Perspektif Pasar dan Tantangan Ke depan
Dalam Special Plan 2026, pihak FORE juga melihat peluang tumbuh dari permintaan pasar yang tetap stabil. Meski ada tekanan harga, konsumen di Indonesia masih mempertahankan kebiasaan konsumsi kopi, yang menjadi bagian dari budaya nasional. Vico menyebut bahwa konsumsi kopi diperkirakan akan terus meningkat, terutama di kota-kota besar yang menjadi pusat ekonomi.

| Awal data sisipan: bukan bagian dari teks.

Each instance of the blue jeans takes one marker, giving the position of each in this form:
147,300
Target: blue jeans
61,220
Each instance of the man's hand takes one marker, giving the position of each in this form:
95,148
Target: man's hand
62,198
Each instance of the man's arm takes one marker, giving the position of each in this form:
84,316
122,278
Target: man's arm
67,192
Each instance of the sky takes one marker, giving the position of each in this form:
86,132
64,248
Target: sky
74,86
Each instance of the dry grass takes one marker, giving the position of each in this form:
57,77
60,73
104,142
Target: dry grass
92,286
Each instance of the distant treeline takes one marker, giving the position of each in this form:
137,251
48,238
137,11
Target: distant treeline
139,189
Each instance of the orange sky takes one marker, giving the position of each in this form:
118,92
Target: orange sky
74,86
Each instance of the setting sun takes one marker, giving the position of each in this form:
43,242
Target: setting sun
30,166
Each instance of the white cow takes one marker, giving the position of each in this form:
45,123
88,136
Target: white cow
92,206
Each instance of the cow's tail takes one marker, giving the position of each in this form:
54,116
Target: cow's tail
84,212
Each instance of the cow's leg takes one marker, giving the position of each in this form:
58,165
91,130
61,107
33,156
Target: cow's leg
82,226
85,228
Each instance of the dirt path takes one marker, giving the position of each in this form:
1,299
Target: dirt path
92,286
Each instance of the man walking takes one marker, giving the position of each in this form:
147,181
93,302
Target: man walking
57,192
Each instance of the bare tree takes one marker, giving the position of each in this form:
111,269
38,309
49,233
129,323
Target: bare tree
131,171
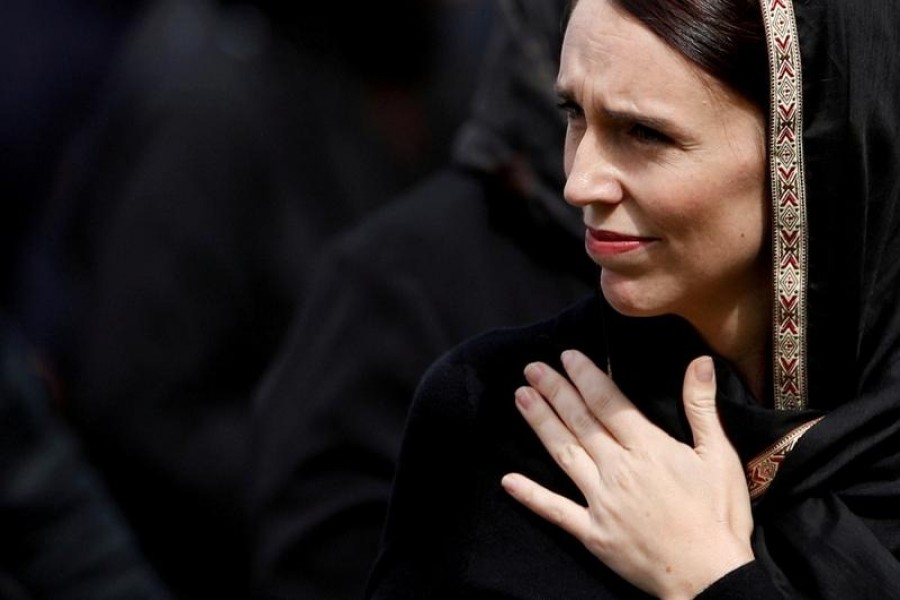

“Kenaikan harga bahan baku bisa menjadi tantangan, tetapi juga momentum untuk memperkuat keberlanjutan bisnis. Dalam Special Plan ini, kami mencoba mengoptimalkan pengelolaan sumber daya agar bisa bersaing dalam pasar yang dinamis,” kata Vico.
Menurutnya, kenaikan harga kopi juga tergantung pada situasi politik dan ekonomi global. Jika perang di Timur Tengah berlanjut, maka pasokan bahan baku bisa lebih terganggu, sehingga harga kopi berpotensi naik lebih tinggi. Namun, FORE siap menghadapi perubahan ini dengan strategi yang terencana.